Ultimately, it is about educating and supporting people so that they know how to confront and take a stance against challenges brought about in the world today.

In this line of thought, which contemplates Development Education and Global Citizenship as a transformative process, we present you with issue 8 of the magazine, in which we tackle different themes related to the socio-historical, political, cultural and educational situation in which we live.

In this issue we focus especially on methodological proposals which, in the area of education, work to change the environment from a local context to a global one. You will thus find an article on the Schools in Solidarity Network run by the Coordinating Body of the NGDOs in Navarra as an educational work proposal with a focus towards social transformation. This collaboration is proceeded by an article related to elements and factors needed to initiate a Development Education project within the strategic planning of an education centre or institution. In it César García Rincón suggests an itinerary on how to start up these types of projects whose educational bid is intersectionally based on DE and GC. Finally, the article written by the Altekio Cooperative treats the OASIS methodology as its main theme. This is a methodology based on participation, the community and transformation, and has become an opportunity to achieve a new approach which will allow for the inclusion of DE and GC in education centres.

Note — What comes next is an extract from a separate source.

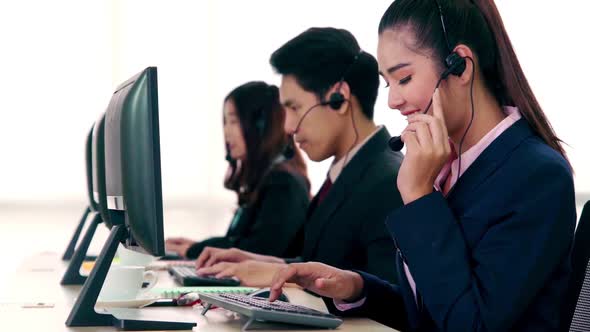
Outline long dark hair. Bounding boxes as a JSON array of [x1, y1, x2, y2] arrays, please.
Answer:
[[379, 0, 570, 166], [223, 81, 309, 205]]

Due to our commitment to providing approaches and projects which develop the theory and practice of the DE and GC agendas, we would like to make you aware of the magazine SINERGIAS, which has just published its second issue in Portugal. We have also included two bibliographical reviews with specific educational proposals: learning modules with a focus on gender “¿Qué tiene la manzana de Eva? [What would Eve's apple have?]” created by a team of teachers at the Colegio Nuestra Señora de Fátima and with a research approach coming from the DEEEP, the document “Monitoring and Education for Global Citizenship. A  contribution to Debate”, which presents a reflection on the reference frame used in indicators and evaluations inherent and specific to the DE and GC programmes.

Issue 8 is filled with methodological proposals and study and research approaches for the DE and GC programmes which will allow us to open new paths to develop this concept and its intersectional inclusion in educational policies, which will in turn allow for the development of skills, ideas and transformative actions focused on Human Rights.